Major canmaker Toyo Seikan Kaisha developed a container using can-making techniques that both significantly reduce environmental impact and resource use.
Major canmaker Toyo Seikan Kaisha developed a container using can-making techniques that both significantly reduce environmental impact and resource use.
The Birdy ready-to-drink coffee brand was launched in the growing Thai drinks market using Toyo Seikan’s 20cl sTULC can, a development of the TULC cans that have been used in the Japanese beer and beverage market for almost 20 years.
It is made from polyester-laminated steel with a ‘dry-DWI’ system that requires less lubricant, less washer chemicals, no extra internal coatings and no waste process water, compared with conventional drawn-and-wall-iron canmaking processes.

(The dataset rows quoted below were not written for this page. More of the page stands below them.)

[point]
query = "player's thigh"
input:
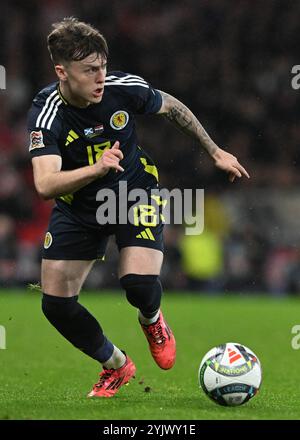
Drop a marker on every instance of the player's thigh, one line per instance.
(64, 277)
(140, 260)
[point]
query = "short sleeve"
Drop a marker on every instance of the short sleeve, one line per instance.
(42, 141)
(142, 98)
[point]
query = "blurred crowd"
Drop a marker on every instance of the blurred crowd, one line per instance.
(230, 62)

Compared with the canned coffees sold in huge volumes on the Japanese market, the Birdy can for Ajinomoto (Thailand) Ltd is also 30% lighter and its steel substrate enables the use of ‘tapping’ quality control systems.

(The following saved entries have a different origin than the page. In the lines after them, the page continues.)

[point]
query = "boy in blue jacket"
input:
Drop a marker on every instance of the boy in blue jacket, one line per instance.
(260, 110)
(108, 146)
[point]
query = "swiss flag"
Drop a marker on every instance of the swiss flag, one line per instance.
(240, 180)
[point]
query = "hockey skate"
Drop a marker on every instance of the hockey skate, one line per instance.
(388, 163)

The sTULC cans for Birdy coffee are made at the Next Can Innovation factory in Thailand, a joint venture between Swan Industries and Toyo Seikan.
Toyo Seikan, which in addition to conventional drawn and wall-ironed two-piece cans produces seven billion TULC cans a year in their various forms in the Asian markets on 23 production lines, plans to further expand TULC’s use in its mission to promote the environmentally friendly message.

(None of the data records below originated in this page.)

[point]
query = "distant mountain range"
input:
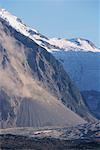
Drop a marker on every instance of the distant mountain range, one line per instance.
(35, 89)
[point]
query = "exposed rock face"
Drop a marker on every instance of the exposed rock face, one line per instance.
(31, 76)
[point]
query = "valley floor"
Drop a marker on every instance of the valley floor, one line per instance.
(80, 137)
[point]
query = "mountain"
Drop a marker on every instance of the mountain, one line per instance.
(81, 59)
(35, 90)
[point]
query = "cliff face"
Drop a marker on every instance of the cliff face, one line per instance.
(31, 76)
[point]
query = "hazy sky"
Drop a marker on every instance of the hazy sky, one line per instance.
(59, 18)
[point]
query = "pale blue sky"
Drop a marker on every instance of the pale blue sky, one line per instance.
(59, 18)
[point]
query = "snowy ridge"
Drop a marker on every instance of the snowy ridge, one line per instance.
(77, 44)
(17, 24)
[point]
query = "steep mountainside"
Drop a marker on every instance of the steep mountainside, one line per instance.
(34, 88)
(83, 66)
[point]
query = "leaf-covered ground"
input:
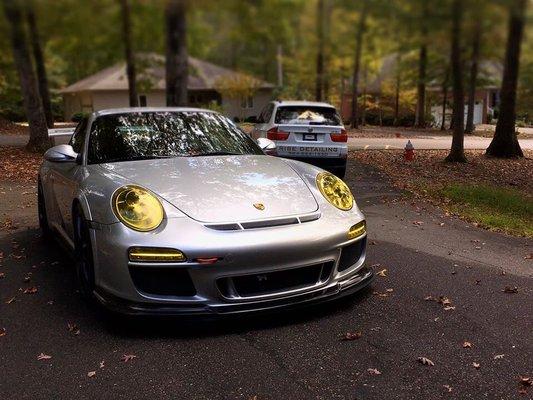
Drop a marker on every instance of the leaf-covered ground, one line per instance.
(493, 193)
(429, 169)
(18, 165)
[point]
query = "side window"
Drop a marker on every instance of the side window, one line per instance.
(261, 118)
(78, 137)
(268, 113)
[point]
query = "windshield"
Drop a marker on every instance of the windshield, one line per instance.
(146, 135)
(308, 115)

“We think that dry-DWI should ideally replace conventional DWI,” said Ludovic Touitou, spokesman for Toyo Seikan. “We can say that this technology represents a great environmental improvement on conventional DWI cans.
“Also, compared with the original TULC system, it opened the perspective for even further lightweighting, and it is possible that this technology might become the replacement generation.”
Toyo Seikan’s innovation was recently recognized during a gala dinner at The Canmaker Summit held on 29 September at Istanbul, Turkey, where the Japanese company was presented with the Can of the Year Award for 2011.